La reforma judicial que se necesita
Hay una frase que inmortalizaron los jóvenes reformistas que en 1918 establecieron las bases de nuestra universidad pública: "Los dolores que nos quedan son las libertades que nos faltan". Hoy está más vigente que nunca.
Pocos dolores pueden ser tan agudos en la sociedad moderna como el que acaba de motivar una nueva condena a la Argentina de la Comisión Interamericana de Derechos Humanos (CIDH).
La Argentina es el único país americano que tiene jóvenes menores de edad condenados a cadena perpetua. Hay doce casos, de los cuales cinco fueron sustento de la condena que recibió la Argentina a instancias de una extensa batalla judicial que llevó adelante la Fundación Sur.
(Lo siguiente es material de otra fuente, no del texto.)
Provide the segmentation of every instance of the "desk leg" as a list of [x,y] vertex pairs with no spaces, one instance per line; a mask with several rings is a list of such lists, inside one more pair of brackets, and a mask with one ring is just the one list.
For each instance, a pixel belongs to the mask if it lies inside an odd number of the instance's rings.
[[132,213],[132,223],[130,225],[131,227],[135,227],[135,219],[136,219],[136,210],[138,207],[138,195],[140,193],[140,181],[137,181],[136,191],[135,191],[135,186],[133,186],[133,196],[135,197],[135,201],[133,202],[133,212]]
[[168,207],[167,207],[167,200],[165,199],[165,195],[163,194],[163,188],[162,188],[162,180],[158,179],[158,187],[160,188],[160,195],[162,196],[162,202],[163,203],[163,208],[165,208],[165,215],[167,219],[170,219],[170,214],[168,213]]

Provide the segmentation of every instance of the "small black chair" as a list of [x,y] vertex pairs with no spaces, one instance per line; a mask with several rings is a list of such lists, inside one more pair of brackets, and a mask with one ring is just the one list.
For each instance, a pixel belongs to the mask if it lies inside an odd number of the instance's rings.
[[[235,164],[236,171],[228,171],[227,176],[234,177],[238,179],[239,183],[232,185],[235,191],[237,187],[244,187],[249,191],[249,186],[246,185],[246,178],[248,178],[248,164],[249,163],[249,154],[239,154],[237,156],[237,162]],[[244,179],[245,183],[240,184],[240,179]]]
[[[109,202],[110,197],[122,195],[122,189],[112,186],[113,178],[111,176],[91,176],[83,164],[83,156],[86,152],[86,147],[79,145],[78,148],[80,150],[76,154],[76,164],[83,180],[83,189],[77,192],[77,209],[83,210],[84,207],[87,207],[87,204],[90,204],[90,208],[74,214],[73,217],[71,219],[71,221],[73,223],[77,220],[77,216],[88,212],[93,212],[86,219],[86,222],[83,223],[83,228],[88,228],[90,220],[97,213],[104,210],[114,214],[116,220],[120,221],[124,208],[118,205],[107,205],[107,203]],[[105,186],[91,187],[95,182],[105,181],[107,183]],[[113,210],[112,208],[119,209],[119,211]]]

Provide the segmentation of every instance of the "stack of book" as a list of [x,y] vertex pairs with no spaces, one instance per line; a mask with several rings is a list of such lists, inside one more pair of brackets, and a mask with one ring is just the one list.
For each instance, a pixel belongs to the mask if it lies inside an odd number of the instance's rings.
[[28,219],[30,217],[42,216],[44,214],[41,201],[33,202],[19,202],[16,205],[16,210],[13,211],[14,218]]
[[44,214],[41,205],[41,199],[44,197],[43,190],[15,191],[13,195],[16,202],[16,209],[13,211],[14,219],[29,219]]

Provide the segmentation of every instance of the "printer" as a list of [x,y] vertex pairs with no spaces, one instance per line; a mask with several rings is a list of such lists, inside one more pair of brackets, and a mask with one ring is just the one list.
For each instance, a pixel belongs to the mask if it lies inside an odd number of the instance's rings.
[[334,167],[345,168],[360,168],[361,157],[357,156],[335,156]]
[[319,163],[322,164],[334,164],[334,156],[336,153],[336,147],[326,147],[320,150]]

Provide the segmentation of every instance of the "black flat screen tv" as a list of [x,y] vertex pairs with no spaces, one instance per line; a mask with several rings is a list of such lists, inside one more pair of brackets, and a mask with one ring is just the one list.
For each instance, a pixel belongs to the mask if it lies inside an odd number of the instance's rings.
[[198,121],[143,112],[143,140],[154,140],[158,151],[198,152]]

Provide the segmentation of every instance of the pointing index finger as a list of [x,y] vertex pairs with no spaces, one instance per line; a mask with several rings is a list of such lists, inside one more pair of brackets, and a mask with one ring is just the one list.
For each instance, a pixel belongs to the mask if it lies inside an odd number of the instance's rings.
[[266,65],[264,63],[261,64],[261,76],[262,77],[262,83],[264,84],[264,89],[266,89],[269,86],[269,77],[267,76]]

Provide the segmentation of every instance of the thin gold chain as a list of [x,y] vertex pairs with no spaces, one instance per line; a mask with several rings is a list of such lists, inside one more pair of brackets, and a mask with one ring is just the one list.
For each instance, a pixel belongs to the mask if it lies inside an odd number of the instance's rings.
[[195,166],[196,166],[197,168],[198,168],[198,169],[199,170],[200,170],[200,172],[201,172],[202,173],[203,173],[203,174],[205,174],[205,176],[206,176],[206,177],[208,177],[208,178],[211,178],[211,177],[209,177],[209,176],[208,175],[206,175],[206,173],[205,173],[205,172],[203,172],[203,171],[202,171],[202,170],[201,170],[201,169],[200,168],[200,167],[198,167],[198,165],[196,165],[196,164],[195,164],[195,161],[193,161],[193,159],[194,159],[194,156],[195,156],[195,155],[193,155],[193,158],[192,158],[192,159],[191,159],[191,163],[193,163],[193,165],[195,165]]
La condena de la CIDH se sustenta en acuerdos internacionales que la Argentina rubricó y que incluso están incorporados en nuestra Constitución Nacional desde 1994. Puntualmente, la Convención sobre los Derechos del Niño en su artículo 37, inciso a, establece: "No se impondrá la pena capital ni la de prisión perpetua sin posibilidad de excarcelación por delitos cometidos por menores de 18 años de edad".
Las sentencias a menores de edad encuentran sustento legal en el decreto 22.278/80 de la última dictadura militar, cuya derogación ya había pedido la CIDH en una condena anterior, que recibió la Argentina en 2003.
Esta obra de la dictadura, que no le genera resquemores a la memoria parcialmente descremada del kirchnerismo, establece que los menores de edad serán juzgados recién en su mayoría de edad, pero con plena imputabilidad a partir de los 16 años, no de los 18. Y que hasta los 16 cumplidos son inimputables, pero los jueces podrán igualmente decidir su internación o no (prisión) según su criterio, sin abogados, sin proceso, ofrecimiento de prueba o apelación. Nada del debido proceso constitucional del que gozamos los adultos.
Un país que trata a sus jóvenes como adultos es un país que no tiene visión de futuro. No entiende de etapas, desarrollo, obligaciones y derechos. Es un país que lejos de tener una sociedad madura, está más cerca de una sociedad caníbal, donde los más fuertes terminan deglutiendo a los más débiles. En cambio, una sociedad que se precia de democrática, establece equilibrios entre los derechos y las garantías, y establece procesos judiciales transparentes, equilibrados y justos.
Recibir una condena de la CIDH debe ser por sí solo motivo de preocupación y ocupación de todos los estamentos públicos y especialmente de quienes tienen la responsabilidad de gobernar, más aún, cuando cuentan con una mayoría legislativa abrumadora que permite aprobar propuestas a gusto y placer de la presidenta de la Nación.
En 2009, los senadores nacionales votamos una ley penal juvenil que establecía procesos diferenciados con jueces específicos y que regulaba debidamente la relación entre el Estado y los adolescentes infractores a la ley penal. Esa media sanción durmió en la Cámara de Diputados, seguramente encajonada con muchos otros proyectos que, por no contar con el guiño explícito de la Presidenta, quedan depositados en las comisiones.
La CIDH, después de diez años de haberlo pedido, vuelve a exigirnos adecuar nuestros procesos penales en el caso de menores. No hay margen para más, no hacen falta cadenas nacionales, polémicas ni grandes peleas contra corporaciones. Hace falta una decisión de quien hace años ostenta una mayoría legislativa que mucho ha servido a su proyecto político y poco ha servido a las necesidades de los argentinos.
Debemos votar una ley de responsabilidad penal juvenil que garantice derechos a los adolescentes, establezca obligaciones para el Estado y regularice, de una vez por todas, la situación de la Argentina ante los acuerdos internacionales. Ésa sí sería una verdadera reforma judicial.